Gene London, 88, the former children’s TV host known to a generation or more of Philadelphians, died Sunday, Jan. 19, in Reading. The cause was a cerebral hemorrhage after a fall Friday, according to his family.
One of the last to be lost from a pantheon of local stars that included Sally Starr, Captain Noah, Pixanne, and Chief Halftown, Mr. London — born in Cleveland as Eugene Yulish — hosted a show on WCAU (Channel 10) from 1959 to 1977 that aired under a variety of titles, including Cartoon Corners and The Wonderful World of Gene London.
After the TV show ended, he went on to work in the fashion industry as a designer in New York for Broadway shows, television, and films, as well as for private clients. Fashion was also his hobby, and he regularly exhibited selections from his 60,000-piece collection of Hollywood costumes and accessories.
A recent exhibit at the Allentown Art Museum, “Designing Hollywood: Golden Age Costumes from the Gene London Cinema Collection,” included the Cecil Beaton costume that Leslie Caron wore in Gigi and a costume Morton Haack designed for Debbie Reynolds in The Unsinkable Molly Brown. Mr. London was planning future exhibitions when he died.
But it was as a TV host that Mr. London will best be remembered by those who grew up with the Cartoon Corners theme song:
Come right on in to the General Store,
We’ve got licorice, gumdrops, sourballs;
Anything that you’re hankering for
You’ll find in Cartoon Corners General Store.
There's lots of stories and songs that you know,
Toys to build and a big pot-bellied stove;
Lots of fun with your favorites, so...
Let’s ring up the curtain on this show!
Something else I’ve forgotten. Let’s see ...GENE LONDON ... that’s me!
“In this time of darkness, Gene truly was a light to so many people,” John Thomas, Mr. London’s husband and his partner of 39 years, said Tuesday. The couple, who married in 2016, met through mutual friends in 1981.
“I had grown up in Jersey outside of New York, so I had not been familiar with his show. I had just met him as a person, and we clicked on the old movies and the costumes," Thomas said. “He had fond memories [of his TV career], but he didn’t live in the past. He was the type of person who was always planning his next adventure.… He lived in the here and now. But he did enjoy reminiscing, and he loved it when he would be with fans and take a selfie or give someone a hug. He was truly touched by the outpouring of love.”
“At his events, people would wait in line for an hour to get three minutes with him just to share their personal story of their relationship with him, watching him on TV,” said Mr. London’s niece Sheri Brenner. “He was a storyteller. He was the same storyteller throughout his life that he was on the show.”
Her uncle made a point of being current, she said, talking about subjects on his children’s show that viewers might not have heard discussed elsewhere. "He always said he never talked down to them. He treated them like fully realized human beings, and they appreciated that because they didn’t get that at home.”
Charles Yulish said that as good as his brother had been on television, he was “electric” before a live audience.
“Gene was a magic person, and I think anybody in Philadelphia would endorse the use of that word,” said Yulish, who, while calling Amtrak’s reservation line to try to get to Reading after his brother’s fall, happened to mention to the agent that his brother was Gene London.

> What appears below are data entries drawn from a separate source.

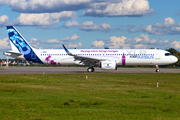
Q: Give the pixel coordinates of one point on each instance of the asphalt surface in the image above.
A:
(17, 70)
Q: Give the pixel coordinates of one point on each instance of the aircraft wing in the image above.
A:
(83, 59)
(13, 54)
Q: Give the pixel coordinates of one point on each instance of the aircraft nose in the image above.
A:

“What! Gene London? I love him!” he said she told him. “And that’s not unusual,” he said.
In 2009, Mr. London was inducted into the Broadcast Pioneers of Philadelphia’s Hall of Fame. Gerry Wilkinson, who headed the group until retiring last week, got to know the former host through the Pioneers. Mr. London was featured on a 2007 WHYY12 program for which Wilkinson was a consultant, Philly’s Favorite TV Kids Show Hosts.
His favorite memory? Mr. London had told him he was a fan of the cartoon SpongeBob SquarePants and watched it all the time.
“I loved the guy to death for that,” Wilkinson said.
In an email to Wilkinson that’s posted on the Broadcast Pioneers’ website, Mr. London recounted his beginnings in TV, noting that the character “Gene London” was created in New York City, where he had appeared on a show called Johnny Jupiter as Philip London. He was “puppeteer Gene London with Shari Lewis” on a weekday morning show called Hi, Mom, and appeared on NBC’s Today, then hosted by Dave Garroway.
But it was as “a very young counselor at Summerdale Day Camp that Philadelphia’s Gene London was really born,” he wrote. “Sam and Ruth Browne, owners of the camp, became my mentors. They steered me to Philly TV, so I would be near them. Dave Garroway ... also made some calls on my behalf.”
After the general manager of Channel 3, then the NBC station in Philadelphia, promised him a TV show in a month’s time, “I went to WCAU-TV and did an in-office audition. It won me a TV test. Cartoon Corners ... was born, which was a great success from the start. Within months, I was on seven days a week and twice on Sunday. The overflow commercials created a demand for additional kid programming, and thus Pixanne was born.”